Open-Assistant icon indicating copy to clipboard operation
Open-Assistant copied to clipboard

Dataset: RedPajama

Open iAdanos opened this issue 2 years ago • 4 comments

RedPajama is an open dataset containing more than 1.2 trillion tokens - https://www.together.xyz/blog/redpajama. It has a permissive license and lots of data, so it would invest a lot of knowledge into the project. Also, it would permit to switch from llama-based model to a custom one or, for example, a Dolly-based one.

Github: https://github.com/togethercomputer/RedPajama-Data Huggingface: https://huggingface.co/datasets/togethercomputer/RedPajama-Data-1T

iAdanos avatar Apr 20 '23 15:04 iAdanos

This dataset would be useful for pretraining rather than instruction-tuning. Pretraining is very expensive and requires huge amounts of compute which OA cannot currently commit, so we are exclusively finetuning from existing models

olliestanley avatar Apr 20 '23 15:04 olliestanley

The RedPajama project by Together and several other organizations is supposed to have, according to their article, 3 components:

  1. Pretraining data
  2. Base models
  3. Instruction tuning data and models to make them usable and safe

Pretraining data cannot be used directly for the reason stated by Oliver. I think what we should hope for is to have high-quality base models (which should be the next asset), which could be finetuned for Open Assistant, to replace Llama, or at least to have another open source variant besides Pythia.

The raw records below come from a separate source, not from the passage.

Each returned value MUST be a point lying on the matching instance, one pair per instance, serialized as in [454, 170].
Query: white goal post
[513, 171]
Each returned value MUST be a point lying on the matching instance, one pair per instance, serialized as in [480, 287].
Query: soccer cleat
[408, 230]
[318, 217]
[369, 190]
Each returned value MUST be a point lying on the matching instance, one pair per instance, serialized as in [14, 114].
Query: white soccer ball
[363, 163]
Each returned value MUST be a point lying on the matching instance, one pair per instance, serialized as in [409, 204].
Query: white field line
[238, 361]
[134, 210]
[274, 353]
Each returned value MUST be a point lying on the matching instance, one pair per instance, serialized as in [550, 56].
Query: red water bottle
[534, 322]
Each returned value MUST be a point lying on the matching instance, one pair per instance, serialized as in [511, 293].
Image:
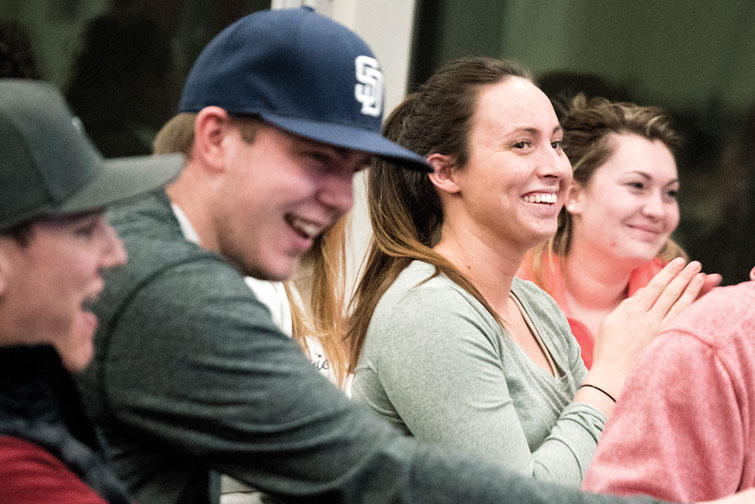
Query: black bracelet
[600, 389]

I am skeptical of the third asset because it's unclear what "safe" would imply here (the word appears exactly once in the whole article). Often alignment with the perception of safety of some organization reduces utility and renounces neutrality. I am a lot more optimistic about the "Base model" asset and I truly hope they will be a viable base for Open Assistant in the near future.

Aspie96 avatar Apr 20 '23 18:04 Aspie96

The RedPajama project by Together and several other organizations is supposed to have, according to their article, 3 components:

  1. Pretraining data
  2. Base models
  3. Instruction tuning data and models to make them usable and safe

Pretraining data cannot be used directly for the reason stated by Oliver. I think what we should hope for is to have high-quality base models (which should be the next asset), which could be finetuned for Open Assistant, to replace Llama, or at least to have another open source variant besides Pythia.

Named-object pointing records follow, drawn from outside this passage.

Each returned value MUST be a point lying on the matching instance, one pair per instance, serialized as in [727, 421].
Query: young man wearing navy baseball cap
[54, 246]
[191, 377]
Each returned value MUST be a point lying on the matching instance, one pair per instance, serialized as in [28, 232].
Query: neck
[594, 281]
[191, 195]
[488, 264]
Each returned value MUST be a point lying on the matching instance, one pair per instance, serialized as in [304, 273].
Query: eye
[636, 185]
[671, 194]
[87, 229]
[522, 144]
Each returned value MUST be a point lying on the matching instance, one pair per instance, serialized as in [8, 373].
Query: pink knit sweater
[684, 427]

I am skeptical of the third asset because it's unclear what "safe" would imply here (the word appears exactly once in the whole article). Often alignment with the perception of safety of some organization reduces utility and renounces neutrality. I am a lot more optimistic about the "Base model" asset and I truly hope they will be a viable base for Open Assistant in the near future.

Yes agree, we can definitely look at their models and maybe instruction data when those are available, my comment only applies to the pretraining text corpus

olliestanley avatar Apr 20 '23 19:04 olliestanley

This dataset can indeed also be helpful during SFT potentially reduce or delay overfitting, especially the small sample seems interesting ... the distribution is close to llama training set and would be continuation of training with simple language-modelling objective.

In general for pre-training my impression is that RedPajama ideally should have included more code (e.g. it has less than LLaMA according to numbers I saw) ...

andreaskoepf avatar Apr 21 '23 16:04 andreaskoepf